Bluff offices and plants remain open and operational at this time and we will continue to make every effort to serve the needs of our customers.
The American National Standards Institute (ANSI) has recently approved the MH30.2 standard. Bluff Manufacturing has complied with this standard in the manufacture and testing of all its aluminum and steel dock plates and boards. Bluff’s first goal as a business is to manufacture high quality products for the material handling industry, and as always safety is a major concern.
Historically, the products of the loading dock industry saw little change with steel and aluminum coming from the same domestic sources and manufacturing techniques and processes remaining constant over time. A lot has changed in recent years in the availability of plate materials. No longer do we have US Steel, Inland Steel, and Lukens as suppliers of heavy steel floor plates. No longer do we have Reynolds and Kaiser as aluminum plate sources. Alcoa has its hands full supplying the aircraft industry. In their place, foreign sources have filled our needs with a variety of aluminum alloys.
It is important therefore to devise standards by which manufacturers can test their products to guarantee that they are as safe as ever.

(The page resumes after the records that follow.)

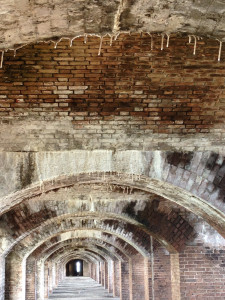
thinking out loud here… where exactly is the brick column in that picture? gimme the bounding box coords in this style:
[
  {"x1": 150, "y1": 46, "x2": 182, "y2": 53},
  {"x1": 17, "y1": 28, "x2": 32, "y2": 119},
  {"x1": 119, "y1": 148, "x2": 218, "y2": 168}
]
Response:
[
  {"x1": 104, "y1": 262, "x2": 108, "y2": 289},
  {"x1": 52, "y1": 263, "x2": 56, "y2": 289},
  {"x1": 120, "y1": 261, "x2": 130, "y2": 300},
  {"x1": 129, "y1": 259, "x2": 133, "y2": 300},
  {"x1": 90, "y1": 263, "x2": 93, "y2": 279},
  {"x1": 93, "y1": 263, "x2": 97, "y2": 280},
  {"x1": 36, "y1": 259, "x2": 45, "y2": 300},
  {"x1": 131, "y1": 254, "x2": 145, "y2": 300},
  {"x1": 144, "y1": 258, "x2": 150, "y2": 300},
  {"x1": 0, "y1": 256, "x2": 5, "y2": 300},
  {"x1": 89, "y1": 263, "x2": 92, "y2": 279},
  {"x1": 44, "y1": 263, "x2": 49, "y2": 299},
  {"x1": 112, "y1": 261, "x2": 116, "y2": 297},
  {"x1": 114, "y1": 260, "x2": 120, "y2": 297},
  {"x1": 170, "y1": 254, "x2": 181, "y2": 300},
  {"x1": 26, "y1": 256, "x2": 36, "y2": 300},
  {"x1": 5, "y1": 253, "x2": 26, "y2": 300},
  {"x1": 108, "y1": 260, "x2": 113, "y2": 293},
  {"x1": 101, "y1": 262, "x2": 104, "y2": 286},
  {"x1": 96, "y1": 262, "x2": 100, "y2": 283},
  {"x1": 99, "y1": 262, "x2": 102, "y2": 284},
  {"x1": 154, "y1": 247, "x2": 172, "y2": 299},
  {"x1": 48, "y1": 262, "x2": 53, "y2": 295}
]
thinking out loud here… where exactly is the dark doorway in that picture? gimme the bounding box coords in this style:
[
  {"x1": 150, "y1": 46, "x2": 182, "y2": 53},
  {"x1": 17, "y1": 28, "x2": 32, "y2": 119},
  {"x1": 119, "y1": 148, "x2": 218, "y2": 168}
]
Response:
[{"x1": 66, "y1": 259, "x2": 83, "y2": 276}]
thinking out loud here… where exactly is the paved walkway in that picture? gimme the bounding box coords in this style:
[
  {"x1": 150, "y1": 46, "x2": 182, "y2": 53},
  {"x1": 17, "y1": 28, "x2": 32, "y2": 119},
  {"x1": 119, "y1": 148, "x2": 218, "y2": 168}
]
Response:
[{"x1": 48, "y1": 277, "x2": 120, "y2": 299}]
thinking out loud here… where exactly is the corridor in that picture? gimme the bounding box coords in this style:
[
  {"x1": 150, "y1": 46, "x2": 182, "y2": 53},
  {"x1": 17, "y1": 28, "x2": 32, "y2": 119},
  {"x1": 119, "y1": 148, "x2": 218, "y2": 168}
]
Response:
[{"x1": 48, "y1": 277, "x2": 120, "y2": 300}]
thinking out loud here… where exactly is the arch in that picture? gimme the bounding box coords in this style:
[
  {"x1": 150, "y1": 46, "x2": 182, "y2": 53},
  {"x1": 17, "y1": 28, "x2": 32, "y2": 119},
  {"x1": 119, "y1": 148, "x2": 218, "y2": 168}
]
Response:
[
  {"x1": 57, "y1": 251, "x2": 104, "y2": 266},
  {"x1": 47, "y1": 244, "x2": 120, "y2": 263},
  {"x1": 20, "y1": 225, "x2": 151, "y2": 259},
  {"x1": 62, "y1": 254, "x2": 98, "y2": 266},
  {"x1": 38, "y1": 238, "x2": 127, "y2": 262},
  {"x1": 1, "y1": 172, "x2": 225, "y2": 239},
  {"x1": 4, "y1": 213, "x2": 171, "y2": 257}
]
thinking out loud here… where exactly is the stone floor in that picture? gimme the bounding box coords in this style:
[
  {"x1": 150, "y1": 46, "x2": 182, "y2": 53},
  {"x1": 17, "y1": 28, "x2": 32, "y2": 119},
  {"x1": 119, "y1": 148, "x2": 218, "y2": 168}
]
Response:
[{"x1": 48, "y1": 277, "x2": 120, "y2": 299}]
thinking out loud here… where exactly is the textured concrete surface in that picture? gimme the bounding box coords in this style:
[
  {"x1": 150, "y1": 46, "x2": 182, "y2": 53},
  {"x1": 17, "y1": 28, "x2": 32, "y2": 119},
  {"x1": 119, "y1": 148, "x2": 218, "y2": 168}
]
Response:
[
  {"x1": 0, "y1": 0, "x2": 225, "y2": 50},
  {"x1": 48, "y1": 277, "x2": 120, "y2": 299}
]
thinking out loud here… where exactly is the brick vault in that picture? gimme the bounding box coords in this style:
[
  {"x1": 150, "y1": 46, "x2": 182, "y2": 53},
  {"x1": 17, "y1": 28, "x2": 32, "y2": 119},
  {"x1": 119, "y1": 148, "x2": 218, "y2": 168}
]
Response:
[{"x1": 0, "y1": 1, "x2": 225, "y2": 300}]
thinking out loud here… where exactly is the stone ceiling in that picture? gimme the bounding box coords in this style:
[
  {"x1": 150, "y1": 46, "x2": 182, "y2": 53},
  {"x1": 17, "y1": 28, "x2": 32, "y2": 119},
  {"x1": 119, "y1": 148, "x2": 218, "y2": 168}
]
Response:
[{"x1": 0, "y1": 0, "x2": 225, "y2": 50}]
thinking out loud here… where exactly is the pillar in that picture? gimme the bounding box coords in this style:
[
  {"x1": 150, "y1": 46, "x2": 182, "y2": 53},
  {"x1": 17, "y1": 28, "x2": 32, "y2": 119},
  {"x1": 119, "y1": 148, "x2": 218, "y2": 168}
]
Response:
[
  {"x1": 0, "y1": 256, "x2": 5, "y2": 300},
  {"x1": 144, "y1": 258, "x2": 150, "y2": 300},
  {"x1": 108, "y1": 260, "x2": 113, "y2": 293},
  {"x1": 104, "y1": 262, "x2": 108, "y2": 289},
  {"x1": 120, "y1": 261, "x2": 130, "y2": 300},
  {"x1": 44, "y1": 262, "x2": 49, "y2": 299},
  {"x1": 5, "y1": 253, "x2": 26, "y2": 300},
  {"x1": 129, "y1": 259, "x2": 133, "y2": 300},
  {"x1": 26, "y1": 256, "x2": 36, "y2": 300},
  {"x1": 170, "y1": 254, "x2": 181, "y2": 300},
  {"x1": 114, "y1": 260, "x2": 121, "y2": 297},
  {"x1": 36, "y1": 260, "x2": 45, "y2": 300},
  {"x1": 101, "y1": 262, "x2": 104, "y2": 286},
  {"x1": 131, "y1": 254, "x2": 145, "y2": 300}
]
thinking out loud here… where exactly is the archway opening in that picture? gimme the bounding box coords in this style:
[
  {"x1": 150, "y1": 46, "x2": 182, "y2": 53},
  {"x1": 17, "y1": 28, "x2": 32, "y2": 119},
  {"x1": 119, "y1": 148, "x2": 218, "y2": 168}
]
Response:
[{"x1": 66, "y1": 259, "x2": 83, "y2": 277}]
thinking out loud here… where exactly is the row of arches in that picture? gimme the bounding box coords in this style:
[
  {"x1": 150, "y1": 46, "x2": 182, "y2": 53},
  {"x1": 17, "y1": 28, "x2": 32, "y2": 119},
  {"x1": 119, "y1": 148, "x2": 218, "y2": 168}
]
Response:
[{"x1": 0, "y1": 170, "x2": 225, "y2": 300}]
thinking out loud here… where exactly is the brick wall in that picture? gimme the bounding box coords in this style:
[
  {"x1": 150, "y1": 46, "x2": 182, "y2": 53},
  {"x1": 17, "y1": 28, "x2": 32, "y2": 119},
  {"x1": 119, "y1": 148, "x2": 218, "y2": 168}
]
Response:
[
  {"x1": 19, "y1": 241, "x2": 225, "y2": 300},
  {"x1": 180, "y1": 243, "x2": 225, "y2": 299},
  {"x1": 0, "y1": 34, "x2": 224, "y2": 152}
]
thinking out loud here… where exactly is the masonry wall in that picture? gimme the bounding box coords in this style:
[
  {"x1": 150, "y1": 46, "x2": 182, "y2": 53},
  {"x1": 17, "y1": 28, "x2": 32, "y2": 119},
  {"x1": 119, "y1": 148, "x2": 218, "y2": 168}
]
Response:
[
  {"x1": 3, "y1": 236, "x2": 225, "y2": 300},
  {"x1": 89, "y1": 243, "x2": 225, "y2": 300},
  {"x1": 180, "y1": 243, "x2": 225, "y2": 299},
  {"x1": 0, "y1": 34, "x2": 224, "y2": 152}
]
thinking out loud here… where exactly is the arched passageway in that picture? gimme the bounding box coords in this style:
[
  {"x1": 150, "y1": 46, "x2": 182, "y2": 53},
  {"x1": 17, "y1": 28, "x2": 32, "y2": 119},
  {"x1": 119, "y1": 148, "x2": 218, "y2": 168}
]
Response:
[
  {"x1": 1, "y1": 169, "x2": 225, "y2": 300},
  {"x1": 0, "y1": 6, "x2": 225, "y2": 299}
]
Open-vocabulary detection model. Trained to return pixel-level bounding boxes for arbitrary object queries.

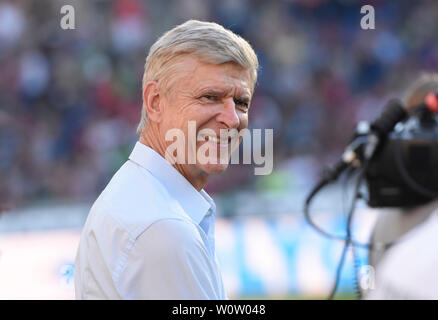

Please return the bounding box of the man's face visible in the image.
[159,55,252,178]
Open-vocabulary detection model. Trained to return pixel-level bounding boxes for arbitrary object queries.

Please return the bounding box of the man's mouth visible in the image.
[206,135,230,145]
[199,133,238,148]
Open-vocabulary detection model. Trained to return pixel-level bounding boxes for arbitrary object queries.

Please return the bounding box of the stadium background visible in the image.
[0,0,437,299]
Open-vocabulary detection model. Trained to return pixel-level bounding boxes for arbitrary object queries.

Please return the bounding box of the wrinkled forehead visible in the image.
[166,55,254,96]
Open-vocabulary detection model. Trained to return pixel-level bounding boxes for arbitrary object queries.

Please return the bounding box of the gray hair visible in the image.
[137,19,259,135]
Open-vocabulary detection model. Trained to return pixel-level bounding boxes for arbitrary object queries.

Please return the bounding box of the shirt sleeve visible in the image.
[115,218,223,299]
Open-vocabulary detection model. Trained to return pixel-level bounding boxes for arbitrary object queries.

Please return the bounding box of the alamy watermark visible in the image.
[60,5,75,30]
[361,5,375,30]
[164,121,273,176]
[359,265,375,291]
[60,4,376,31]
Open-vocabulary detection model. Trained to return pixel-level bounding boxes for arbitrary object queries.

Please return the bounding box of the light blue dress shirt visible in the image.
[74,142,226,299]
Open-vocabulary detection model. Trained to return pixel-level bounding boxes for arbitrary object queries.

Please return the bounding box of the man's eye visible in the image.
[199,95,219,103]
[235,100,249,111]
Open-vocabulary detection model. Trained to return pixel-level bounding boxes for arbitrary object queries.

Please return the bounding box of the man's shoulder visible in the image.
[89,160,191,241]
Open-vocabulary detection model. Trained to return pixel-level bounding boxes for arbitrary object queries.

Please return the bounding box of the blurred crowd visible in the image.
[1,0,437,209]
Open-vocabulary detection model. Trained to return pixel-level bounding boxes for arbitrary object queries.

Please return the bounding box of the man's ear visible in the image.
[142,81,163,123]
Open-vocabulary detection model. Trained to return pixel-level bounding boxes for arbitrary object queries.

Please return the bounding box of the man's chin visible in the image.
[198,162,230,175]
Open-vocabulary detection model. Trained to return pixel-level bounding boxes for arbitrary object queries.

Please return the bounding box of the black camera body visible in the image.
[366,114,438,208]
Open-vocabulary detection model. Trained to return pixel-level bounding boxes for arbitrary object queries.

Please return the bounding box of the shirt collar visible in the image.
[128,141,214,224]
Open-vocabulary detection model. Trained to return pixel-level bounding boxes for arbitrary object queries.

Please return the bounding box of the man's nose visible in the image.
[217,98,240,129]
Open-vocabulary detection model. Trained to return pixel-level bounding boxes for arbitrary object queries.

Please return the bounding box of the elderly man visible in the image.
[74,20,258,299]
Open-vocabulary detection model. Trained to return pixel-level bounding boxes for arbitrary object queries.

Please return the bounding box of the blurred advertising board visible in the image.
[0,204,378,299]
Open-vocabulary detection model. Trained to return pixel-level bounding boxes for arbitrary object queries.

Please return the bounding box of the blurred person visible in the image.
[366,73,438,299]
[74,20,258,299]
[367,209,438,299]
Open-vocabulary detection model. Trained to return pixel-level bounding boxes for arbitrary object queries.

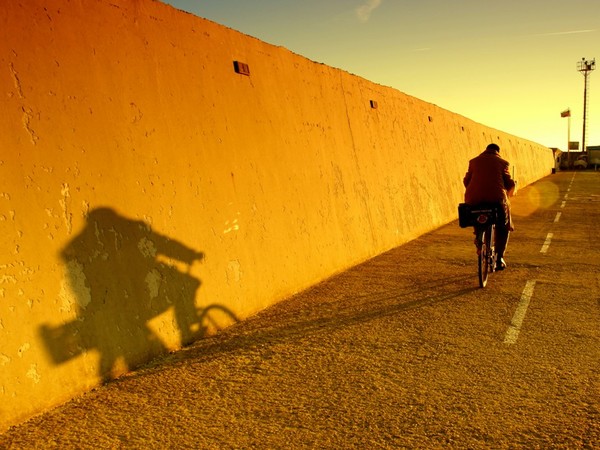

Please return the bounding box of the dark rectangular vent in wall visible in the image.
[370,100,378,109]
[233,61,250,76]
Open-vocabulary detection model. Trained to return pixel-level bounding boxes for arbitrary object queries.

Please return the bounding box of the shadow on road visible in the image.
[146,267,477,373]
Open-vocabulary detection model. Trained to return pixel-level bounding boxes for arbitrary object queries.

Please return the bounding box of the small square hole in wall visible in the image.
[370,100,378,109]
[233,61,250,76]
[428,116,433,122]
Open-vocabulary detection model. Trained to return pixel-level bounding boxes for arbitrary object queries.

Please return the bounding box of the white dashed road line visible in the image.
[504,174,572,344]
[540,233,553,253]
[504,280,537,345]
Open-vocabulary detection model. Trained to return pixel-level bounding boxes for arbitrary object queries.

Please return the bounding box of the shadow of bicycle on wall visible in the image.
[39,207,238,381]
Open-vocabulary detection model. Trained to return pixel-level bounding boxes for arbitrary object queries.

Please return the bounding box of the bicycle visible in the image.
[459,203,501,288]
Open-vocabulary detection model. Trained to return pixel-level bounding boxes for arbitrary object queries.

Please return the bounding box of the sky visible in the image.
[160,0,599,151]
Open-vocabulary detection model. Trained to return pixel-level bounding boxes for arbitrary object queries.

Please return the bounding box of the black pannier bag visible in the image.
[458,203,504,228]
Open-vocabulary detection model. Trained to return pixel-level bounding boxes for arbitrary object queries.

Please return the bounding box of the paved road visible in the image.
[2,171,599,449]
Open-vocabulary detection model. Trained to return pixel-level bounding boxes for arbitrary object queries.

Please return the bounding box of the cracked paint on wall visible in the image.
[59,260,91,311]
[138,237,158,259]
[144,269,162,299]
[26,364,41,384]
[0,354,11,367]
[59,183,72,235]
[9,62,25,99]
[17,343,30,358]
[226,260,242,284]
[21,107,39,145]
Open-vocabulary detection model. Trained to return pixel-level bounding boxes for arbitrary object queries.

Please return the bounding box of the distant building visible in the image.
[588,145,600,166]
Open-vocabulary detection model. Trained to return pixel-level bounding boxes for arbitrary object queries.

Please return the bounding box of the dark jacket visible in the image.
[463,148,515,205]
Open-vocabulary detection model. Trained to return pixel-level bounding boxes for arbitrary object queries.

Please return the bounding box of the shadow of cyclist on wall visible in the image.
[39,207,206,381]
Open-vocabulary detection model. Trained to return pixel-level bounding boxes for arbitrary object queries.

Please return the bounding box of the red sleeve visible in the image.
[502,163,515,191]
[463,162,472,188]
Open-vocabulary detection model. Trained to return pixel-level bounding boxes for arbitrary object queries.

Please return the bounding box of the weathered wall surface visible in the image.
[0,0,554,431]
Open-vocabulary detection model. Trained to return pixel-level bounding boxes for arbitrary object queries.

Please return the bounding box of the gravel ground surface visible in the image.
[1,172,599,449]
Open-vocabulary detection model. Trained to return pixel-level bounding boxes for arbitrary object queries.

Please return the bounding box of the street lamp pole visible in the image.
[561,108,571,167]
[568,112,571,163]
[577,58,596,155]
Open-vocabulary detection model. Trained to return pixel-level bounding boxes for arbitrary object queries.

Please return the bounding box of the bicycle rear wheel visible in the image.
[478,228,489,288]
[489,224,497,272]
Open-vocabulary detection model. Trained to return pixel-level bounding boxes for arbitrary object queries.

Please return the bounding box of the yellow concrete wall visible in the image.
[0,0,554,431]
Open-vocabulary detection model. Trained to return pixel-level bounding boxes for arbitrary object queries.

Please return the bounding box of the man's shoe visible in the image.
[496,257,507,271]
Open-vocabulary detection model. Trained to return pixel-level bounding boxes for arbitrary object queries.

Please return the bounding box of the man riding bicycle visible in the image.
[463,143,516,270]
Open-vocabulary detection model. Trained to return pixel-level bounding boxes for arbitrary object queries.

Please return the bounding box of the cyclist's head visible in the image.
[486,143,500,153]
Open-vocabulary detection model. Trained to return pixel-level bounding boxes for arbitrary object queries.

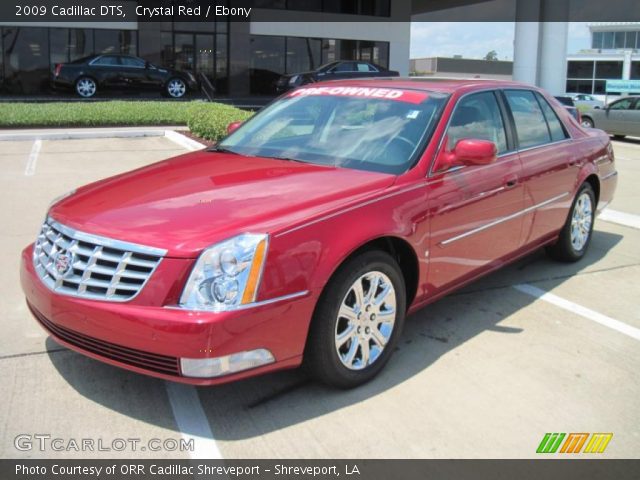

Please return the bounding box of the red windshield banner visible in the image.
[288,86,429,104]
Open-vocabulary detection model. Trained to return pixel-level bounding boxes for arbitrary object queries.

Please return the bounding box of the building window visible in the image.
[595,61,623,79]
[614,31,626,49]
[50,28,93,66]
[566,79,594,94]
[567,60,594,78]
[592,31,603,49]
[94,29,137,55]
[286,37,322,73]
[631,62,640,80]
[250,35,286,95]
[1,27,50,94]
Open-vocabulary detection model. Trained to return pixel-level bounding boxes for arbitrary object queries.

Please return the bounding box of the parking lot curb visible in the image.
[0,127,187,142]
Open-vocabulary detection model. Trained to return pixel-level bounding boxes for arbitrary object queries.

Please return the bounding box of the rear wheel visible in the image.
[546,183,595,262]
[166,78,187,98]
[305,250,406,388]
[75,77,97,98]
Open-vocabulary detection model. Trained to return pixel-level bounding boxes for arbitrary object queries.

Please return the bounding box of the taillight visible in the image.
[576,109,582,125]
[54,64,63,77]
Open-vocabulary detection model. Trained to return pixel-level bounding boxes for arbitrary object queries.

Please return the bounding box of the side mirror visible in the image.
[434,138,497,172]
[452,139,497,166]
[226,121,243,135]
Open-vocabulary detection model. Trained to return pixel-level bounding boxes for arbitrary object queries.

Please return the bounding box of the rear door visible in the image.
[503,89,578,245]
[119,56,148,90]
[90,55,124,88]
[427,90,524,292]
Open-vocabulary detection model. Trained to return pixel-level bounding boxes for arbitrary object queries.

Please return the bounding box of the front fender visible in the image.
[258,184,429,304]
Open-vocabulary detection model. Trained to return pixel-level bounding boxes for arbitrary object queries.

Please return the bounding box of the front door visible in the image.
[427,90,524,294]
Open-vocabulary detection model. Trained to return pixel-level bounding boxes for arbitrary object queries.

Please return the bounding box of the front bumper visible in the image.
[20,245,314,385]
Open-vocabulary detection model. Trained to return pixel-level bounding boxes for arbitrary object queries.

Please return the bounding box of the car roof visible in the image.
[306,77,540,94]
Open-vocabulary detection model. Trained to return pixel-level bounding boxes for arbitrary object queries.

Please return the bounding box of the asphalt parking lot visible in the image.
[0,134,638,459]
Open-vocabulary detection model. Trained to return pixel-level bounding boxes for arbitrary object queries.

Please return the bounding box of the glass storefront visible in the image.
[0,25,388,97]
[250,34,390,95]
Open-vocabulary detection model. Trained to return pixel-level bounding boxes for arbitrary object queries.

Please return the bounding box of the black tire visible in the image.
[546,183,596,262]
[75,77,97,98]
[580,117,594,128]
[304,250,406,389]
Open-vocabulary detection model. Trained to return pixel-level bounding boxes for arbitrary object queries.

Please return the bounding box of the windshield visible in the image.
[218,87,447,174]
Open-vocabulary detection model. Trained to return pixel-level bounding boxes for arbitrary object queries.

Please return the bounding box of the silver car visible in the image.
[567,93,605,109]
[581,96,640,139]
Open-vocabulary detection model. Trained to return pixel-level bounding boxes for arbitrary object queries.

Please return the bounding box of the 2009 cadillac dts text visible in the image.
[20,79,617,388]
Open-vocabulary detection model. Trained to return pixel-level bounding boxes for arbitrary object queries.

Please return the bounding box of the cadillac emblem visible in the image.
[53,249,74,278]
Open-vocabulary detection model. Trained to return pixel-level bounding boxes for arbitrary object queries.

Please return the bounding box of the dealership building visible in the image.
[0,2,410,97]
[566,22,640,95]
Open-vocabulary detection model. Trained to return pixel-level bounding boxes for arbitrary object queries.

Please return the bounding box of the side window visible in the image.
[93,56,120,66]
[356,62,376,72]
[334,62,356,73]
[609,98,634,110]
[447,91,508,154]
[505,90,552,149]
[121,57,146,68]
[535,92,569,142]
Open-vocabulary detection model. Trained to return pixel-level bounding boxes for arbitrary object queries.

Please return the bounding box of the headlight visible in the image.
[179,234,268,311]
[288,75,299,86]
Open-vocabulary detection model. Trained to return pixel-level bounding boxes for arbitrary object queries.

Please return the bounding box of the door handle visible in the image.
[504,175,519,189]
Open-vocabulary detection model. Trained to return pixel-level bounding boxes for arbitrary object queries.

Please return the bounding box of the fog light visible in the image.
[180,349,275,378]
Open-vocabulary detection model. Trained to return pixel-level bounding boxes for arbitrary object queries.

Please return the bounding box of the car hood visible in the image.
[50,151,395,257]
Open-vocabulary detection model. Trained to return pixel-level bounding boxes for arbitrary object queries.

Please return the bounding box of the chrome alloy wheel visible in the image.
[335,271,397,370]
[167,79,186,98]
[570,192,593,251]
[76,78,96,97]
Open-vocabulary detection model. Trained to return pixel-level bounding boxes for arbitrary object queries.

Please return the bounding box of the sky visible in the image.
[410,22,591,60]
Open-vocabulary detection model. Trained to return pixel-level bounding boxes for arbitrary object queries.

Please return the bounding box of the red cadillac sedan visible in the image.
[21,79,617,388]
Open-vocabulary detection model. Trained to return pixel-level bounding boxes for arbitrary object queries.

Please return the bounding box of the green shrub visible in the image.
[0,101,194,127]
[186,103,253,142]
[0,100,253,142]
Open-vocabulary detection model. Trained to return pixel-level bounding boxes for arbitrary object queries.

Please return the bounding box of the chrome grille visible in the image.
[33,217,166,302]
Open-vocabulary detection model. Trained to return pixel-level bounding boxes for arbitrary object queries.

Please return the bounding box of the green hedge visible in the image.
[0,100,253,143]
[186,103,253,142]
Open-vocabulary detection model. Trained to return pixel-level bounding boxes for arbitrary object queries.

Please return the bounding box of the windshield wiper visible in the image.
[208,145,240,155]
[262,155,306,163]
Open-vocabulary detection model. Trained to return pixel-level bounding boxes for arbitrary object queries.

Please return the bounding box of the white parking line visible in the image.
[165,382,223,459]
[514,284,640,341]
[24,139,42,176]
[164,130,207,151]
[598,209,640,230]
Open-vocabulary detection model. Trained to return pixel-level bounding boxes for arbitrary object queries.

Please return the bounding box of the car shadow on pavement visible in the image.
[46,229,623,440]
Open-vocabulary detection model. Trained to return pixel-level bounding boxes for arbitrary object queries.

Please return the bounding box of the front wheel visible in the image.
[581,117,594,128]
[546,183,595,262]
[166,78,187,98]
[304,250,406,388]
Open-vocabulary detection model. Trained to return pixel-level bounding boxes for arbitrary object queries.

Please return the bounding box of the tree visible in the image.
[484,50,498,61]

The American National Standards Institute (ANSI) is a private, non-profit organization that administers and coordinates the U.S. voluntary standardization and conformity assessment system.
The Institute’s mission is to enhance both the global competitiveness of U.S. business and the U.S. quality of life by promoting and facilitating voluntary consensus standards and conformity assessment systems, and safeguarding their integrity.
This standard was written by the Loading Dock Manufacturers section (LODEM) of the Material Handling Institute of America (MHIA).
In addition to the test for overall strength, as has been a longstanding practice for dock board manufacturers, the standard incorporates a test which sets limits for deflection of product while under load. This test ensures the integrity of the slope of the ramp. Loss of shape will result in grades which may not be usable for certain equipment.